Eleições 2014: Aécio fala sobre corrupção na Petrobras

Aécio: “Ninguém no Brasil pode achar que é normal, aceitável, esse conjunto de ações extremamente nefastas e perversas, que viraram rotina”.

Eleições 2014

Fonte: PSDB

Entrevista: Aécio fala sobre corrupção na Petrobras

Aécio Neves: “É hora de muito pé no chão, é hora de trabalharmos intensamente e mostrarmos que temos a melhor proposta para o Brasil”. Foto: Marcos Fernandes.

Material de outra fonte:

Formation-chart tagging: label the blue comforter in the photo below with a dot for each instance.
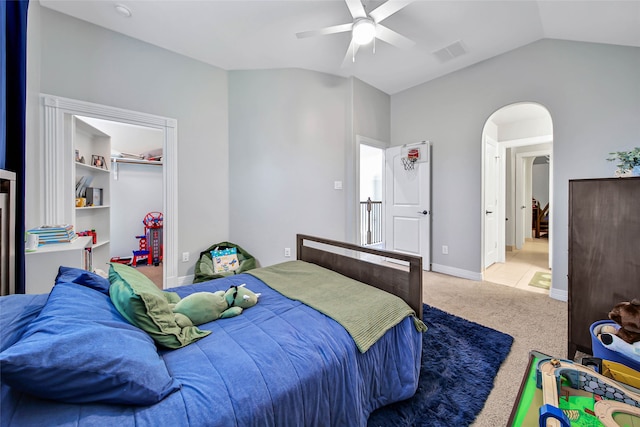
(279, 363)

Entrevista do candidato à Presidência da República pela Coligação Muda Brasil, Aécio Neves

Assuntos: eleições 2014; Petrobras;

Sobre o horário eleitoral gratuito

Hoje reiniciamos o horário eleitoral. A nossa proposta está absolutamente clara, ela será propositiva. Vamos discutir os caminhos para o Brasil combater a inflação, voltar a crescer, melhorar a educação, melhor a saúde, a segurança. Estamos mostrando a partir do programa de amanhã imagens do Brasil real, até para confrontá-lo com o Brasil virtual, da propaganda adversária. Mas o nosso foco será sempre propositivo. Espero que isso possa permitir que aqueles brasileiros que ainda não conhecem de forma mais clara, mais aprofundada as nossas propostas, mesmo em um período curto, mas com um tempo mais amplo de divulgação, com as inserções e com os próprios programas, possam conhecer melhor as nossas propostas. Estou absolutamente confiante nessa reta final da campanha.

Sobre denúncias envolvendo a Petrobras

Mas não posso deixar hoje de registrar mais uma surpresa que traz a mim, e, tenho certeza, a milhões de brasileiros, o sentimento da indignação. Indignação em relação aquilo que fizeram com as nossas empresas. Hoje, o vazamento de uma delação premiada de alguém que integrava esse esquema que a Polícia Federal chama de organização criminosa no seio da Petrobras, aponta na direção de algo institucionalizado e que envolve diretamente o tesoureiro do partido político que governa o Brasil há 12 anos. Agora, se começa a compreender quais seriam aqueles belos serviços prestados que constavam da carta de afastamento do diretor Paulo Roberto. Segundo a carta, por sua ação pessoal, na carta da sua renúncia, ele recebe da diretoria os cumprimentos e os agradecimentos pelos serviços prestados à empresa. Agora, estamos passando a compreender a que tipo de serviços prestados à empresa ou ao país se referia aquele documento.

É algo extremamente grave e quero aqui reafirmar a todos os brasileiros o meu compromisso em resgatar a dignidade na vida pública brasileira. O meu compromisso de devolver as empresas brasileiras aos brasileiros. O que me move, me faz estar destemido para esse enfrentamento, que, sei, será um enfrentamento muito duro, é esse sentimento que tenho de que posso realmente construir um governo eficiente, um governo digno, com gente honrada. E o primeiro passo é a profissionalização das nossas empresas públicas. Ninguém no Brasil pode achar que é normal, aceitável, esse conjunto de ações extremamente nefastas, perversas, que virou rotina, que se introduziu na máquina pública brasileira e virou rotina. Não é a oposição que está denunciando. É um diretor indicado por esse governo, um doleiro que atuava dentro desse esquema, que dizem que esse esquema alimentava diretamente o partido que está no governo. Em qualquer país do mundo isso seria talvez o mais escândalo da história. Estou alertando que o Brasil não pode se acostumar com esse tipo de coisa.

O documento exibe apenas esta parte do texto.